Kernel weights has count 2304 but 32640 was expected

Description

Try to build engine in Jetson TX2

I am getting this error

[02/19/2022-11:33:11] [E] [TRT] 3: (Unnamed Layer* 214) [Convolution]:kernel weights has count 2304 but 32640 was expected
[02/19/2022-11:33:11] [E] [TRT] 4: (Unnamed Layer* 214) [Convolution]: count of 2304 weights in kernel, but kernel dimensions (1,1) with 128 input channels, 255 output channels a nd 1 groups were specified. Expected Weights count is 128 * 11 * 255 / 1 = 32640
[02/19/2022-11:33:11] [E] [TRT] 4: [convolutionNode.cpp::computeOutputExtents::28] Error Code 4: Internal Error ((Unnamed Layer
214) [Convolution]: number of kernel weights does not match tensor dimensions)

Environment

TensorRT Version: 8.0
GPU Type: Jetson TX2
Nvidia Driver Version:
CUDA Version: 10.2
CUDNN Version:
Operating System + Version: Ubuntu 18
Python Version (if applicable): Python 3.6
TensorFlow Version (if applicable):
PyTorch Version (if applicable): 1.10
Baremetal or Container (if container which image + tag):

Relevant Files

This is weight file I generated

Steps To Reproduce

toolkits/deploy

Doing deployment part
I made it to build but
I am getting above mentioned error while creating engine

Please help me

Thanks

Hi,

Have you tried to run the author’s model?
Please check if this error only occurs on the customized model or also appears in their default version.

Thanks.

I run the python version successfully

Now I am trying to run c++ version on TensorRT, toolkits/deploy
I did not modify author’s model. it should be default version

The error happens whey I try to create engine

the wts file attached is translated file for TensorRT from ‘weights/End-to-end.pth’

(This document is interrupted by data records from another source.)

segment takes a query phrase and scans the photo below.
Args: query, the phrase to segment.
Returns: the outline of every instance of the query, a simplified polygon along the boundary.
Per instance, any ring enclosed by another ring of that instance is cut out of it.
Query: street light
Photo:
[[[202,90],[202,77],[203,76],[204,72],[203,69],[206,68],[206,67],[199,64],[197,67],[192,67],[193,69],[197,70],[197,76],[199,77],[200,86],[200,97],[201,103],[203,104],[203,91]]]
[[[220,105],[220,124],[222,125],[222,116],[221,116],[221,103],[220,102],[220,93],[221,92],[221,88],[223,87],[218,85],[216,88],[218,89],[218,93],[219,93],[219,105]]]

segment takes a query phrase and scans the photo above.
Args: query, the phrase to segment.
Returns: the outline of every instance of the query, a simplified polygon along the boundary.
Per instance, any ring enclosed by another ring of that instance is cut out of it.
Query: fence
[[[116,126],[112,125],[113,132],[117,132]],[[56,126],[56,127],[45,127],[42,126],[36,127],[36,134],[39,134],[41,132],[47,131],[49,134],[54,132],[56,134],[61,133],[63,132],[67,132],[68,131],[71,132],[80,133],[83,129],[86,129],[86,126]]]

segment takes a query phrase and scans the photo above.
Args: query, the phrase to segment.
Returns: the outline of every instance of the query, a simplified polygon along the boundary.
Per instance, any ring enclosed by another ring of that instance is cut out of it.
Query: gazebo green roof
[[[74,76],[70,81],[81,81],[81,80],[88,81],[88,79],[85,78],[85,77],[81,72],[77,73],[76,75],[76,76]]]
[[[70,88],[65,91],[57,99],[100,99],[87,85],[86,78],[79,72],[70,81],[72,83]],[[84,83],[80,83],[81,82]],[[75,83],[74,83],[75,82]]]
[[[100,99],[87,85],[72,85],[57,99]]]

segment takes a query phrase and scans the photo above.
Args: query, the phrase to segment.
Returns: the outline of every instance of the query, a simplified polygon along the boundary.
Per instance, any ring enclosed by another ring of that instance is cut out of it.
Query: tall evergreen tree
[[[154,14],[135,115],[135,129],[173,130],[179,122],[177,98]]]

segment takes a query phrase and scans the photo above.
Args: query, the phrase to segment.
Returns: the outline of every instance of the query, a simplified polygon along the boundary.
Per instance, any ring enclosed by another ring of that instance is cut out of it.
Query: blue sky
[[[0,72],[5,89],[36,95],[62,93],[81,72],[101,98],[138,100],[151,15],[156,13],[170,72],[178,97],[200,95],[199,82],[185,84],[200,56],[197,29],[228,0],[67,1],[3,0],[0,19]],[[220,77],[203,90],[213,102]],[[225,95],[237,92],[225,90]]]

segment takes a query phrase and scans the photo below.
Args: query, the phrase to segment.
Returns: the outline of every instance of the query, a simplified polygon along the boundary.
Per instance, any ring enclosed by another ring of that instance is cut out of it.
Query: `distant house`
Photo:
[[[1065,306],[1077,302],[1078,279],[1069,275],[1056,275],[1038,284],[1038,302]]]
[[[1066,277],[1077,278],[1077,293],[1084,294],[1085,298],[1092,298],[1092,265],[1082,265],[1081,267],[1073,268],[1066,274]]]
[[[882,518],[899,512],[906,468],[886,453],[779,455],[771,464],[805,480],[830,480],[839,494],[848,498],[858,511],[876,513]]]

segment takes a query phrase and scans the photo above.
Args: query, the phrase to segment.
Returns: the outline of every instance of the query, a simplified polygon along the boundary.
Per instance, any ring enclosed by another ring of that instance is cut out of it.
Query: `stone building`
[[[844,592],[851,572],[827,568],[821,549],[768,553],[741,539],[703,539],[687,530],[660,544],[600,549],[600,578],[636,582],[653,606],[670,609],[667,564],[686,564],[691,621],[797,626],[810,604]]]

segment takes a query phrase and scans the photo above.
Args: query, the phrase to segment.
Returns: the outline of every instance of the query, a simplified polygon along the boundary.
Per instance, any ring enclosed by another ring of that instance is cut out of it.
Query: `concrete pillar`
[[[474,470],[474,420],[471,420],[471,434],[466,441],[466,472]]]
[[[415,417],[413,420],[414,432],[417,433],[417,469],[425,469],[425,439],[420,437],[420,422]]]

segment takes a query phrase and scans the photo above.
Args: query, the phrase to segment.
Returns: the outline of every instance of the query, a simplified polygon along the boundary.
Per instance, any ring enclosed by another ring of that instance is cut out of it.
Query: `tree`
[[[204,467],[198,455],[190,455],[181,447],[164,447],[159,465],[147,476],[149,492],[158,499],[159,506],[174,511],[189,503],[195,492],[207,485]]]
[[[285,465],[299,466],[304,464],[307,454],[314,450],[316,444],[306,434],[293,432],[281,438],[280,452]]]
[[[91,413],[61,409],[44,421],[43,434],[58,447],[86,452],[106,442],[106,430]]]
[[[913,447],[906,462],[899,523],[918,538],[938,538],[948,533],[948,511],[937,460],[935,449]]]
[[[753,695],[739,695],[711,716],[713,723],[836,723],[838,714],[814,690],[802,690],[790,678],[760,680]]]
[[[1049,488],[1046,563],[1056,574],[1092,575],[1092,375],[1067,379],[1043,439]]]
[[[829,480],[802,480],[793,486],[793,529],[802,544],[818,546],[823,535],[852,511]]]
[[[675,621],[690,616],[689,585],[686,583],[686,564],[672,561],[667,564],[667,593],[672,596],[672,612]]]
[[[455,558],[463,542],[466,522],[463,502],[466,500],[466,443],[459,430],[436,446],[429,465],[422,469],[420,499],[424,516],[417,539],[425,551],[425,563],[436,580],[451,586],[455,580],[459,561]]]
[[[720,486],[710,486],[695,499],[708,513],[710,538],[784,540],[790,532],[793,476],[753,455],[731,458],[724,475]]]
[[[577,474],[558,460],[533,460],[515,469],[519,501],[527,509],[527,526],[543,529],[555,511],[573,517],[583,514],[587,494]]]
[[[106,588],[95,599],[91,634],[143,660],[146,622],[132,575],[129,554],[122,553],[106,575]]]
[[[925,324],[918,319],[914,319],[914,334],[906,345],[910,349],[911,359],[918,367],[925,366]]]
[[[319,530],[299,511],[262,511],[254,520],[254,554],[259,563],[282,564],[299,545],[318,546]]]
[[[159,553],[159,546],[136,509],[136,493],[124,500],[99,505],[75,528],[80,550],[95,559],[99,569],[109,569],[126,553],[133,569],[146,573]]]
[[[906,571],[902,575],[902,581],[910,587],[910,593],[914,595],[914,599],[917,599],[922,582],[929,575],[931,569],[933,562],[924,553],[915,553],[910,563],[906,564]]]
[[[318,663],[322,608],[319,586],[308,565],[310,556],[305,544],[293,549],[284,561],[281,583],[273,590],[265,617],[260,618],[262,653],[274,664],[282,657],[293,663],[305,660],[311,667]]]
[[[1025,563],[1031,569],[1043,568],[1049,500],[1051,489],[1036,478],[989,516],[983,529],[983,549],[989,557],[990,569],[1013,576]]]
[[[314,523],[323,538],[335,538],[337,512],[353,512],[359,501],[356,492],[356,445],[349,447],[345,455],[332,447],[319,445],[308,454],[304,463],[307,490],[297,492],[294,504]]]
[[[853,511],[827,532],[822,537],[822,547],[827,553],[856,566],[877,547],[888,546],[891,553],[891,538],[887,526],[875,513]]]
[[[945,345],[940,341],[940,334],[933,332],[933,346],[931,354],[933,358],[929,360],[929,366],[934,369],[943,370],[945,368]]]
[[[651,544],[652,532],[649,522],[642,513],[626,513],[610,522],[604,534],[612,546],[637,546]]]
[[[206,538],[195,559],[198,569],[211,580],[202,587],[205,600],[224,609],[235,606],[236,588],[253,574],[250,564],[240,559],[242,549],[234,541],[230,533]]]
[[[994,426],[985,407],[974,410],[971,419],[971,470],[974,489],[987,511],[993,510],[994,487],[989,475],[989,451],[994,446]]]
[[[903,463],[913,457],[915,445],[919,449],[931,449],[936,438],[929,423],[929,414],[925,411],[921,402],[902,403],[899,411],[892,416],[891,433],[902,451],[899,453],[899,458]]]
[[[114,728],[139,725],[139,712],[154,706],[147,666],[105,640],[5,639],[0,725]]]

I updated source base and rebuild
error change to this

Loading weights: yolop.wts
[02/21/2022-18:21:26] [E] [TRT] 3: (Unnamed Layer* 214) [Convolution]:kernel weights has count 2304 but 6912 was expected
[02/21/2022-18:21:26] [E] [TRT] 4: (Unnamed Layer* 214) [Convolution]: count of 2304 weights in kernel, but kernel dimensions (1,1) with 128 input channels, 54 output channels and 1 groups were specified. Expected Weights count is 128 * 11 * 54 / 1 = 6912
[02/21/2022-18:21:26] [E] [TRT] 4: [convolutionNode.cpp::computeOutputExtents::28] Error Code 4: Internal Error ((Unnamed Layer
214) [Convolution]: number of kernel weights does not match tensor dimensions)
[02/21/2022-18:21:26] [E] [TRT] 3: (Unnamed Layer* 214) [Convolution]:kernel weights has count 2304 but 6912 was expected
[02/21/2022-18:21:26] [E] [TRT] 4: (Unnamed Layer* 214) [Convolution]: count of 2304 weights in kernel, but kernel dimensions (1,1) with 128 input channels, 54 output channels and 1 groups were specified. Expected Weights count is 128 * 1*1 * 54 / 1 = 6912

Hi,

When you run the python source, you should get an ONNX model.
Could you try to generate the TensorRT engine with that model to see if it works?

$ /usr/src/tensorrt/bin/trtexec --onnx=[model]

Thanks.

I generate engine file however when run it
I am getting this error

I reinstall Jetson TX2 with latest os copy

Does Jetson TX2 default opencv come with CUDA support?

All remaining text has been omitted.